Despite state revenue rising by 19.2% y-o-y over the first 10 months of the year, Oman’s GDP growth is expected to fall by around 2.7 percentage points to 0.1% over the course of the year, pushed down by cuts in oil production.

In its economic outlook for 2017, issued in October, the World Bank forecast Oman’s real GDP growth would slow from 2.8% in 2016 to 0.1%. Non-hydrocarbons growth is also expected to ease, slipping from 3.4% to 2.5% on the back of lower public spending, and the knock-on effects of falling consumption and a decline in investment.

The IMF, meanwhile, anticipated flat growth of 0% for Oman in its regional outlook report, also released at the end of October. However, it added the economy was set to rebound in 2018 on growth in both the oil and non-oil economy; GDP is forecast to expand by 3.7%, well above the GCC average of 2.9%.

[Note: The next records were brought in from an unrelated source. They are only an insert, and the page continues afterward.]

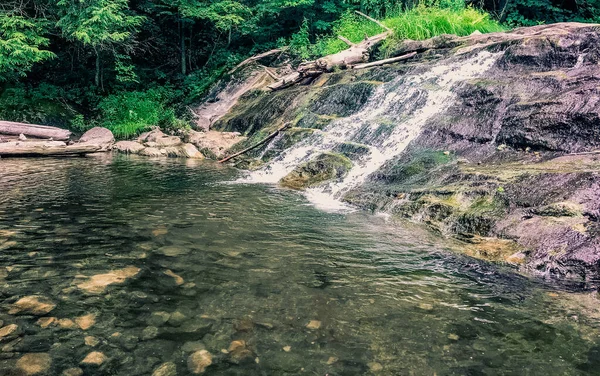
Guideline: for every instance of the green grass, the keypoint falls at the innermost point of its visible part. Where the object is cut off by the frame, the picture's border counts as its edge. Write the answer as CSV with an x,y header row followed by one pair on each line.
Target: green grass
x,y
426,22
419,23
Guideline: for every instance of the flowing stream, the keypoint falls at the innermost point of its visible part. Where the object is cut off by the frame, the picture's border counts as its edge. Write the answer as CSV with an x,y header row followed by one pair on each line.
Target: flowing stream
x,y
163,259
392,117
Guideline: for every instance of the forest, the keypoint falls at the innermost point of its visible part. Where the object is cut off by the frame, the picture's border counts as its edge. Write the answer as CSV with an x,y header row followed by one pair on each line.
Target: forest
x,y
128,65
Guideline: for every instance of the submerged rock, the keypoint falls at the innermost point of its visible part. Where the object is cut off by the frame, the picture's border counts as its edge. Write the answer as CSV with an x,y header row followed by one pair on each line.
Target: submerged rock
x,y
199,361
32,305
98,283
98,136
129,147
325,167
7,330
34,363
166,369
95,358
86,321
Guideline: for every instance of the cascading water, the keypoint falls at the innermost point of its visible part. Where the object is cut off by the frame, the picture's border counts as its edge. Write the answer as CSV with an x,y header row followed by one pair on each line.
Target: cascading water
x,y
392,117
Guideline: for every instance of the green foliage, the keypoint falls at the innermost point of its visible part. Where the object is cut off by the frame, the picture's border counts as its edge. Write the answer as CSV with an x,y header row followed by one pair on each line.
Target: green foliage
x,y
21,45
41,104
98,23
299,43
534,12
425,22
350,26
127,114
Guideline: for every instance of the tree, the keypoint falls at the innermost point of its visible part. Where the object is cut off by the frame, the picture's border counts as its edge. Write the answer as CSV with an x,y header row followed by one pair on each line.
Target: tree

Inflationary pressures remained subdued during 2017, even though higher oil prices pushed up transport costs, and cuts in government subsidies led to a rise in the price of water and electricity. Average annual inflation was measured at 1.6% in January-October, according to the central bank.

Tax reforms to broaden revenue base

The last year saw the government take steps to generate new avenues of income by reforming Oman’s tax system.

Introduced in February, the changes included an increase in corporate tax from 12% to 15%, and the withdrawal of the OR30,000 ($78,000) tax-free ceiling. A 3% income tax was also implemented for certain small-scale taxpayers, while the 10% withholding tax was extended to encompass dividends, interest and payments for services.

The government hopes the new taxes will generate an additional OR125m-250m ($325m-650m) per year, although some analysts feel the measures could deter investors.

“The introduction of withholding is negative for banking. The sector now pays taxes on interest payments and fees paid to overseas banks, which local banks tap for liquidity from time to time,” Lloyd Maddock, CEO of Ahlibank, told OBG. “However, the increase in the corporate tax rate from 12% to 15% is still internationally competitive, and manageable.”

Challenges weigh on credit ratings

The downturn in the economy also had an effect on the country’s credit ratings. In early November ratings agency Standard & Poor’s (S&P) lowered Oman’s long-term foreign and local currency sovereign credit rating from “BB+” to “BB”, citing continued dependence on hydrocarbons as a key factor.

The move came four months after Moody’s lowered its long-term bond rating from “Baa1” to “Baa2” due to concerns over structural vulnerabilities.

While reflecting some of the challenges facing the country, the S&P downgrade could spur the government to improve the investment climate with further reforms, according to Lo’ai Bataineh, CEO of Ubhar Capital.

“S&P’s downgrade of Oman’s credit rating could hasten the authority’s efforts to improve the ease of doing business,” he told OBG. “Investors are aware of Oman’s challenges and have already priced them into their decisions. S&P’s downgrade does not change that.”

New measures to streamline business activity

Amid concerns about investor interest, the government introduced a series of measures throughout 2017 designed to improve the business environment and facilitate private sector growth.

Initiatives included enhancing the online single-window system for exports and imports, thus reducing the time required for documentary compliance and improving cross-border trade; easing processes related to obtaining construction permits; and speeding up the incorporation of businesses and registration of employees.

The reforms helped Oman rank 71st out of 190 countries in the World Bank’s ease of doing business index for 2018. Although the country slipped five places from its 2017 standing, Oman’s overall score of 67.2 was well above the MENA regional average of 56.7.